Despite near-daily terror attempts, transplanted kidneys and livers go back and forth between Jews and Arabs. Covering stories in my workday at Hadassah Medical Organization, I give eye-witness reports from the shock trauma unit after a terror attack where medical professionals with first names like Liat and Fatma, Meir and Osama use everything they have learned to save patients, whether they are the perpetrators or the victims.

LIKE NEARLY all robust democracies today, Israel is struggling with political division, questions of human rights, and conflicting visions of the future. My Israeli children and grandchildren, all of whom serve the country, are already involved in these contentious discussions and will help mold the future.

I’m sure that when you took over the presidency of the university last year – with your own vision for Penn’s future – you couldn’t have imagined yourself in the midst of a controversy that has damaged the university’s good name, the safety, and the future of Jewish students.

Your unfortunate decision to grant a podium to thePalestine Writes Literary Festival has received wide media coverage. It was no secret that speakers who have nothing to do with Arabic literature but who are infamous Israel-bashers like Roger Waters and Marc Lamont Hill would appear. But the venom and libel that reportedly polluted the campus in the name of art was reminiscent of Joseph Goebbels. Our university was disgraced, our Jewish students and faculty endangered. There have already been attacks on the Hillel organization.

Much thought must have gone into crafting your response to the proposed festival.

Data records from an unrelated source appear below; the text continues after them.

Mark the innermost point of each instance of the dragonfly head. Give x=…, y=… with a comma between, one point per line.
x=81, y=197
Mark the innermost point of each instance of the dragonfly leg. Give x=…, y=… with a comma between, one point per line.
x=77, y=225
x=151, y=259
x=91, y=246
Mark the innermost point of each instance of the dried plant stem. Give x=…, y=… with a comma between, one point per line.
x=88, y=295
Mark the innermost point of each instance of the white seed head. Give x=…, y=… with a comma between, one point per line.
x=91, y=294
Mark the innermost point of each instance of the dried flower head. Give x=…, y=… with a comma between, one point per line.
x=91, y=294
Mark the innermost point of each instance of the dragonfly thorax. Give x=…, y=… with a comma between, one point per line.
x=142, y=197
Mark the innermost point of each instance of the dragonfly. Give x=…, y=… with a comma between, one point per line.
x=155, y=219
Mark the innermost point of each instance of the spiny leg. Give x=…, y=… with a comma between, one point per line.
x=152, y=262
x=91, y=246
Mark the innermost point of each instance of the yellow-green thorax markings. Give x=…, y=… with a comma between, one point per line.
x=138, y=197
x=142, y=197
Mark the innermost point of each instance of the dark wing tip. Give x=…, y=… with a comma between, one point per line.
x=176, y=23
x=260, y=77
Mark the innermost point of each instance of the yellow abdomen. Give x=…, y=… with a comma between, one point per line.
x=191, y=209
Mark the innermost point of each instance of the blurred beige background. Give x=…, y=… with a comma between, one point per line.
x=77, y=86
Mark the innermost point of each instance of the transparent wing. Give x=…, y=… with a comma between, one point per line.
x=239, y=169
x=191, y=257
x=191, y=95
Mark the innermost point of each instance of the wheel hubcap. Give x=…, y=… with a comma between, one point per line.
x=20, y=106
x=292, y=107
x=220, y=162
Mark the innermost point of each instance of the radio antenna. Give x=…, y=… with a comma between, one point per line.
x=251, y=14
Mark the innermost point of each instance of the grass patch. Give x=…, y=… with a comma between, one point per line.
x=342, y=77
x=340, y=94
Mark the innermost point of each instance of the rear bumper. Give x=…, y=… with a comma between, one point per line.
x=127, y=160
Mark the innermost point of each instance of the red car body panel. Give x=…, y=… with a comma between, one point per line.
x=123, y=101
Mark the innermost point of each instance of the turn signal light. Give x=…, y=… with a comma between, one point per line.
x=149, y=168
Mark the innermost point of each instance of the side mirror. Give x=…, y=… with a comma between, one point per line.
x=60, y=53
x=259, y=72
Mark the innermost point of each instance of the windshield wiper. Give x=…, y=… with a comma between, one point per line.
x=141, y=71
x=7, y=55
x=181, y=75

On one hand, you must have felt compelled to affirm the right to free speech. On the other hand, you must have struggled with the memory of the shameful record of prestigious European universities in not standing up for and protecting their Jewish students and professors, no matter how immense their contributions were to those institutions.

Your words: “While the [Palestinian Writes Literary] Festival will feature more than 100 speakers, many have raised deep concerns about several speakers who have a documented and troubling history of engaging in antisemitism by speaking and acting in ways that denigrate Jewish people. We unequivocally – and emphatically – condemn antisemitism as antithetical to our institutional values. 

“As a university, we also fiercely support the free exchange of ideas as central to our educational mission. This includes the expression of views that are controversial and even those that are incompatible with our institutional values.”

Embedded in that last sentence was the red line. It should never have been crossed.

You should have stood strong and insisted: “Not on my campus.”